# The Black Orchid - name suggestions?



## SimplyXt (Mar 27, 2016)

This is the smart guy that ended up with my brother. This fish is so chilled. He kind of glides through his water - not swimming fast with his fins like the others. It's so stealth like - incredible to watch! Managed to get some photos of him last night.

Any name suggestions?


----------



## LittleMan (Jan 16, 2016)

How handsome!!!!

Name: Anaru (means courageous & valiant)


----------



## Polkadot (Feb 10, 2013)

He's beautiful! How about Onyx ?


----------



## SimplyXt (Mar 27, 2016)

Oh I love both those names!


----------



## thatdude902 (Mar 5, 2016)

SimplyXt said:


> This is the smart guy that ended up with my brother. This fish is so chilled. He kind of glides through his water - not swimming fast with his fins like the others. It's so stealth like - incredible to watch! Managed to get some photos of him last night.
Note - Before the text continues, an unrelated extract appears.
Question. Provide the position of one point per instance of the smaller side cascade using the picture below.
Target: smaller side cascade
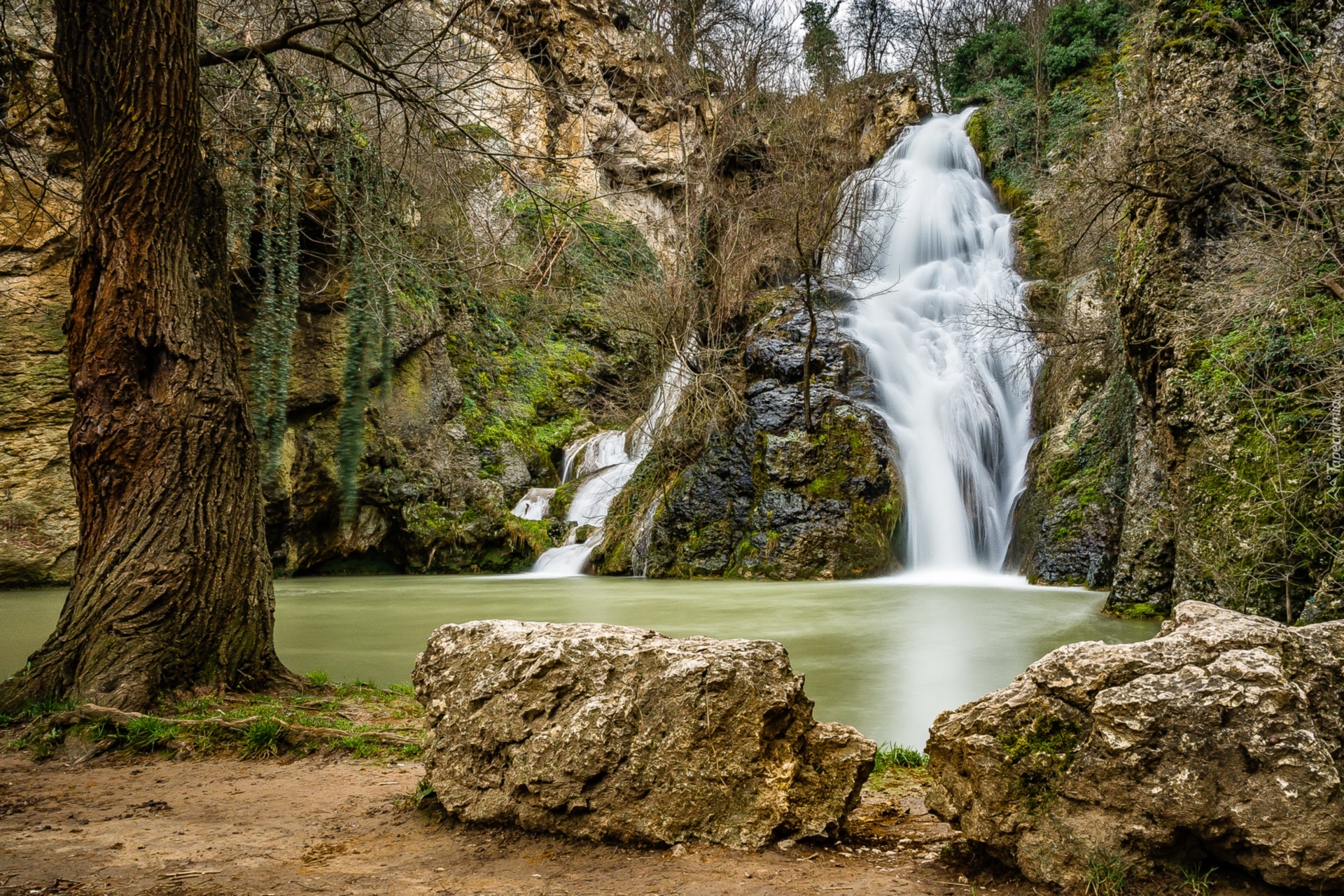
(603, 464)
That's the beauty of Plakats, they slice though water so easily. Makes you kinda feel sorry for the long fin Bettas that have to drag those fins around. My giant PK moves around his tank so easily & effortlessly, I'm starting to really see the appeal of the PK.


----------



## DangerousAngel (Mar 26, 2015)

SQUEE! He's so cute!! I like the name Onyx myself. :-D


----------



## turtlebud20106 (Sep 7, 2015)

night, brazen ( means brave and without shame), thunder, ink, glider, storm, phantom, lunar,  Neptune, Atlantis, Zeus

I have many other names ha...


----------



## moodynarwhal (Mar 24, 2016)

How about Ninja?


----------



## Olivia27 (Nov 26, 2015)

thatdude902 said:


> That's the beauty of Plakats, they slice though water so easily. Makes you kinda feel sorry for the long fin Bettas that have to drag those fins around. My giant PK moves around his tank so easily & effortlessly, I'm starting to really see the appeal of the PK.


But! Nothing is more beautiful than a long fin Betta dancing their Betta dance, twirling their big tail around like festive ribbons <3

Sorry, just gotta fight for my side LOL 

@SimplyXt: my black copper devil is called Silhouette  Siloo for short. She's a she, but I do think obvious-meaning names like that are gender neutral


----------



## Hopefish (Feb 9, 2016)

Vader


----------



## KaelaByte (Nov 23, 2015)

what about Shadow, Noir, or Morpheus (egyptian god of dreams


----------



## SimplyXt (Mar 27, 2016)

Lunar and Morpheus were serious considerations! (we have a cat called Petit Noir).

Final name that he decided on was Omen


----------



## KaelaByte (Nov 23, 2015)

Nice! Hes a gorgeous boy and I'm sure he found a great home


----------